Conversion of a (sub) grammar to (approximated) regular expressions.

Project description

Grammar2Regex

Conversion of context-free grammars to regular expressions. Grammar2Regex can precisely convert regular (left-linear / right-linear) grammars to regular expressions, either into a custom ADT format suitable for further processing, or into ReRef objects of the z3 SMT solver.

Grammar2Regex can also convert arbitrary context-free grammars, which naturally comes with some loss of information. In such cases, the tool "unwinds" the grammar up to a configurable depth, thus removing all problematic expansions.

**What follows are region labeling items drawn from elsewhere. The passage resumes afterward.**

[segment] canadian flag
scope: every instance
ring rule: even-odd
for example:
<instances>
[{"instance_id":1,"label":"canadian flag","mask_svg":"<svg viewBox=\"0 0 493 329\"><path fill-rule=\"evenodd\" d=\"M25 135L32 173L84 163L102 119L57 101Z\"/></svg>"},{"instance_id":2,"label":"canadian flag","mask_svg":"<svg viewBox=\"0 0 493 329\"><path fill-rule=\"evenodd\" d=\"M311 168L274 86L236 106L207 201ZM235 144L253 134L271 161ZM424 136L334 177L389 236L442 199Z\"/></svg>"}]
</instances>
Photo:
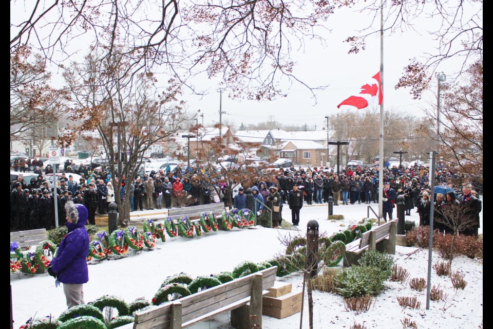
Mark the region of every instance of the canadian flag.
<instances>
[{"instance_id":1,"label":"canadian flag","mask_svg":"<svg viewBox=\"0 0 493 329\"><path fill-rule=\"evenodd\" d=\"M361 86L357 96L350 96L349 98L346 98L337 105L337 108L347 105L361 109L369 106L376 105L377 101L378 105L380 105L383 98L380 85L380 72L378 72L372 77L371 81L368 81L368 83Z\"/></svg>"}]
</instances>

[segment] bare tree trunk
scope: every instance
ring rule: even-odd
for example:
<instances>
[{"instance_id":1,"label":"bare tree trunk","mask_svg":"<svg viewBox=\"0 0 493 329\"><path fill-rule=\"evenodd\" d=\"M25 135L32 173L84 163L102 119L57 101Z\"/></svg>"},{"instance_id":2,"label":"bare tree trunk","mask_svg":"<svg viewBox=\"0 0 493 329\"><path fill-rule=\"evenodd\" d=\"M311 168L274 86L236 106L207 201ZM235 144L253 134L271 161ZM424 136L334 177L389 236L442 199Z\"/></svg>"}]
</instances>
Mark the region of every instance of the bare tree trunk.
<instances>
[{"instance_id":1,"label":"bare tree trunk","mask_svg":"<svg viewBox=\"0 0 493 329\"><path fill-rule=\"evenodd\" d=\"M452 255L453 254L453 247L456 245L456 238L457 237L457 232L456 231L453 231L453 237L452 238L452 246L450 247L450 257L448 259L448 268L449 269L452 268Z\"/></svg>"},{"instance_id":2,"label":"bare tree trunk","mask_svg":"<svg viewBox=\"0 0 493 329\"><path fill-rule=\"evenodd\" d=\"M310 321L310 329L313 329L313 296L312 295L312 285L310 283L310 275L306 276L307 285L308 295L308 318Z\"/></svg>"}]
</instances>

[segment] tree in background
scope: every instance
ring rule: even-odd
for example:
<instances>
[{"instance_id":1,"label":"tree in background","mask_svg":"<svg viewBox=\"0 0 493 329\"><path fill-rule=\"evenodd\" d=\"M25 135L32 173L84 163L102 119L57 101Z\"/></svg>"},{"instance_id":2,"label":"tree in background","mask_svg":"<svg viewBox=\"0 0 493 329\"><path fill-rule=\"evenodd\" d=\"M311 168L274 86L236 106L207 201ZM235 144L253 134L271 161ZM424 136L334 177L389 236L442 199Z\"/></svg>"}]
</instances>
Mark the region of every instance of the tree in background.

The resulting regular expression represents a sub-language of the input grammar's language.

Example

Consider the following grammar of XML attribute or tag name identifiers:

import string
from typing import Dict, List
from fuzzingbook.Grammars import srange

xml_id_grammar: Dict[str, List[str]] = {
    "<start>": ["<id>"],
    "<id>": [
        "<id-no-prefix>",
        "<id-with-prefix>"
    ],
    "<id-no-prefix>": [
        "<id-start-char>",
        "<id-start-char><id-chars>",
    ],
    "<id-with-prefix>": ["<id-no-prefix>:<id-no-prefix>"],
    "<id-start-char>": srange("_" + string.ascii_letters),
    "<id-chars>": ["<id-char>", "<id-char><id-chars>"],
    "<id-char>": ["<id-start-char>"] + srange("-." + string.digits),
}

Our chosen grammar format is the one from the Fuzzing Book.

This grammar can be precisely converted into a regular expression:

from grammar_to_regex.cfg2regex import RegexConverter

converter = RegexConverter(xml_id_grammar, compress_unions=True)
print(converter.to_regex('<start>', convert_to_z3=False))

which yields an object of type grammar_to_regex.regex.Regex, in pretty print:

((["-" .. "."] | ["0" .. "9"] | ["A" .. "Z"] | "_" | ["a" .. "z"])* • (["-" .. "."] | ["0" .. "9"] | ["A" .. "Z"] | "_" | ["a" .. "z"]))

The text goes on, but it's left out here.